Tumwebaze, who is a member of parliament and the current cabinet minister of Information Technology and Communications, tweeted the freedom of press in Uganda was “not as worse as in ur own country where your President can't even tolerate questions from critical journalists at a press conference (sic).”
A tweet by Malac on Wednesday showed a picture of the ambassador at the Uganda Press Photo Awards Book Launch, an annual press photography award and a platform for Ugandan photojournalism. The photo’s caption said the event was an opportunity for the media community to come together in support of the freedom of press, which was being oppressed in the country.

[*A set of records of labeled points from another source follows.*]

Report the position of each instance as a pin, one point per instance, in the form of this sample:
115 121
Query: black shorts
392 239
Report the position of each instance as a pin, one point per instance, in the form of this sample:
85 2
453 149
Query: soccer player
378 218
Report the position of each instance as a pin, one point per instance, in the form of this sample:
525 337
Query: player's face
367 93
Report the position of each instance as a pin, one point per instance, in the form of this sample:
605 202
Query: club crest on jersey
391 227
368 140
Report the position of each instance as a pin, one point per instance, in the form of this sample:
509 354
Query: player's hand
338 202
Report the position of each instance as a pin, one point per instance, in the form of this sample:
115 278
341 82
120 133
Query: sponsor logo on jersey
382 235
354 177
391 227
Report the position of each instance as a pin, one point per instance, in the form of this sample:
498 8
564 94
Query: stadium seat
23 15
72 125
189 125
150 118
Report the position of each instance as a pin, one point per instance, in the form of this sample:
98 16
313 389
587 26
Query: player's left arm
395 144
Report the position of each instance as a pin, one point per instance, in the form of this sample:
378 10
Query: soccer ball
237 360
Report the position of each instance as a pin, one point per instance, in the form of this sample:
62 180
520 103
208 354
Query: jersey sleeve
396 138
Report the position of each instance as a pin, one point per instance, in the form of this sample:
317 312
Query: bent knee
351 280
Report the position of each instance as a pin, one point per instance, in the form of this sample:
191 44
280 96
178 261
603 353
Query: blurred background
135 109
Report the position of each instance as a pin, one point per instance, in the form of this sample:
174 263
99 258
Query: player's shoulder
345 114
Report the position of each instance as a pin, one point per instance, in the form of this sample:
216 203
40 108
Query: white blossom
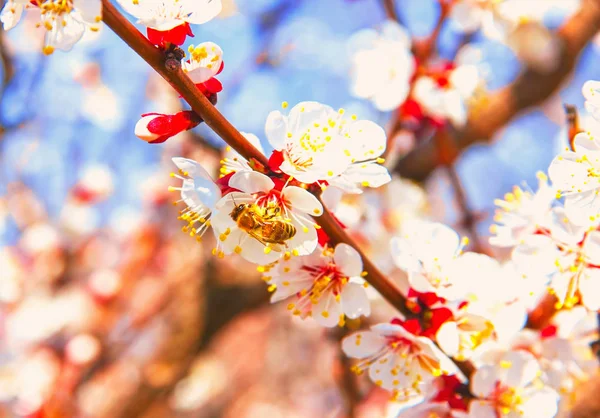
382 65
204 63
397 360
164 15
591 92
450 100
426 251
326 285
521 213
199 193
290 206
512 388
65 21
576 176
319 144
570 254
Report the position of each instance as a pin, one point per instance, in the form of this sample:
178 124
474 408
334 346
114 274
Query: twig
572 124
180 82
213 118
390 10
530 88
424 48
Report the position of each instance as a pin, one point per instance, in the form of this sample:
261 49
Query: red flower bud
156 128
176 36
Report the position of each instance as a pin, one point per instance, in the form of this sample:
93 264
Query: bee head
237 211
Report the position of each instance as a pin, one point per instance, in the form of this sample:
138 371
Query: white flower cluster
66 21
385 72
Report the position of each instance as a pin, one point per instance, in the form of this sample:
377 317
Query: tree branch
531 88
222 127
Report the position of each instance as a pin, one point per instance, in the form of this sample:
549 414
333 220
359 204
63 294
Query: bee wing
259 238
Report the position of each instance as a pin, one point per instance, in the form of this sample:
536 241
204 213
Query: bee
266 226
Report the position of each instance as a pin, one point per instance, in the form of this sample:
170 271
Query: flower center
56 7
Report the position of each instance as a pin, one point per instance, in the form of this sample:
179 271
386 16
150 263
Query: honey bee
266 226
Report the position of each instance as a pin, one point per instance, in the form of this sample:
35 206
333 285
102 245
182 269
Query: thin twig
531 88
213 118
390 10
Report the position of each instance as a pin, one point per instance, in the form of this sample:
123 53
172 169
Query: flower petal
484 381
355 301
201 11
348 260
327 310
251 182
447 338
276 129
302 200
363 344
482 409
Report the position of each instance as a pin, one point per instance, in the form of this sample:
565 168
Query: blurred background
108 310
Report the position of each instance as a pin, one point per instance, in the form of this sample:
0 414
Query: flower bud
156 128
175 36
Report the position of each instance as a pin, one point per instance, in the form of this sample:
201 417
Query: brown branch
390 10
180 82
213 118
175 76
531 88
424 48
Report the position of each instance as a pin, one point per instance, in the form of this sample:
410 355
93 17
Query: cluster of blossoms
65 21
460 306
424 95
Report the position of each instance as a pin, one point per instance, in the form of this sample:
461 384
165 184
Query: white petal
305 241
355 301
305 114
253 139
201 70
367 140
368 174
327 310
11 15
482 409
447 338
64 36
392 95
484 381
591 90
542 404
251 182
90 10
276 129
591 247
348 260
589 287
302 200
191 167
363 344
285 291
517 369
331 197
227 202
201 11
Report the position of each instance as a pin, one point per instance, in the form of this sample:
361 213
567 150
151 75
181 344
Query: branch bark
222 127
529 89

Quoting her tweet, Tumwebaze told Malac to “put your own house in order first,” before she could help others. The comments seemed to be a clear dig at the freedom of press under the administration of President Donald Trump, which is perceived to be under threat due to his constant attacks on the media.
Trump has, on numerous occasions, called multiple news organizations including CNN, New York Times and Washington Post “fake news” outlets and blasted them for reporting stories that criticized his administration’s actions.

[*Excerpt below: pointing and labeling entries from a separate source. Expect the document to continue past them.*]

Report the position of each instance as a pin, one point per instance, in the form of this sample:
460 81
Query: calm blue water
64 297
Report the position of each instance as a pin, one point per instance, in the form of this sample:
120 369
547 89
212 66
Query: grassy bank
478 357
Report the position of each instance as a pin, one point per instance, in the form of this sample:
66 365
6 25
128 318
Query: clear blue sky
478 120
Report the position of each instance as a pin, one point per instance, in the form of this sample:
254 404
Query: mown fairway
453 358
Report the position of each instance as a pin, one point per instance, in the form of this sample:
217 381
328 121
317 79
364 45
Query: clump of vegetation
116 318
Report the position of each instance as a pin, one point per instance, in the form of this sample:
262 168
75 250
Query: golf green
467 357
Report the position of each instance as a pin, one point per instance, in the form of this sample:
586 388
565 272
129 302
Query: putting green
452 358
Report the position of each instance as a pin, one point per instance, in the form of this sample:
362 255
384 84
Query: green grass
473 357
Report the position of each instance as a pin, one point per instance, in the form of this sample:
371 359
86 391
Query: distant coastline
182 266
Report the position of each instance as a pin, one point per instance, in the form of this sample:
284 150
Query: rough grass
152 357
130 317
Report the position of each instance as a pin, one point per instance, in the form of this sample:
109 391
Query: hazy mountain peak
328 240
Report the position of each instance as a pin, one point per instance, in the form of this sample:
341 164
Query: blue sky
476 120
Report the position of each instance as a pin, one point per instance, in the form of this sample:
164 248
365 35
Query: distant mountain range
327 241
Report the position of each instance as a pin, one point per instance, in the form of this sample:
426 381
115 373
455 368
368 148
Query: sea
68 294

Reporters Without Borders, an international non-profit, non-governmental organization that protects freedom of information and freedom of the press, released its 2017 Press Freedom Index in which the U.S. was ranked 43rd out of 180 countries with a score of 23.88.
The U.S. fell two ranks from 41 in 2016, and in its report the organization noted: “US press freedom, enshrined in the First Amendment to the 1787 constitution, has encountered several major obstacles over the past few years, most recently with the election of President Donald Trump. He has declared the press an ‘enemy of the American people’ in a series of verbal attacks toward journalists, while attempting to block White House access to multiple media outlets in retaliation for critical reporting.”
Meanwhile, Uganda was ranked further below on the list, at 112, after falling 10 positions down from 2016.
Reporters Without Borders said in its report on the country: “Acts of intimidation and violence against journalists are an almost daily occurrence in Uganda. The 2016 presidential election saw serious media freedom violations, including threats to close down media outlets, Internet cuts, and verbal and physical attacks on reporters, especially those covering the opposition leader. Since Yoweri Museveni became president in 1986, many journalists who do not toe the government line have been suspended, stripped of their equipment, or badly beaten by ruling party members or security agents.”
Recently, in May, at least six journalists were arrested in the country as they marched in the capital Kampala to commemorate World Press Freedom Day. They were subsequently released, with no charges filed.
The Uganda Human Rights Commission on the same day said in a statement: “The Uganda Human Rights Commission recognizes improvements in the operating environment for the media in Uganda since the adoption of the liberalization press policy in 1993.”
However, human rights organizations across the world condemned the current government and the country’s history of violence against journalists and media outlets.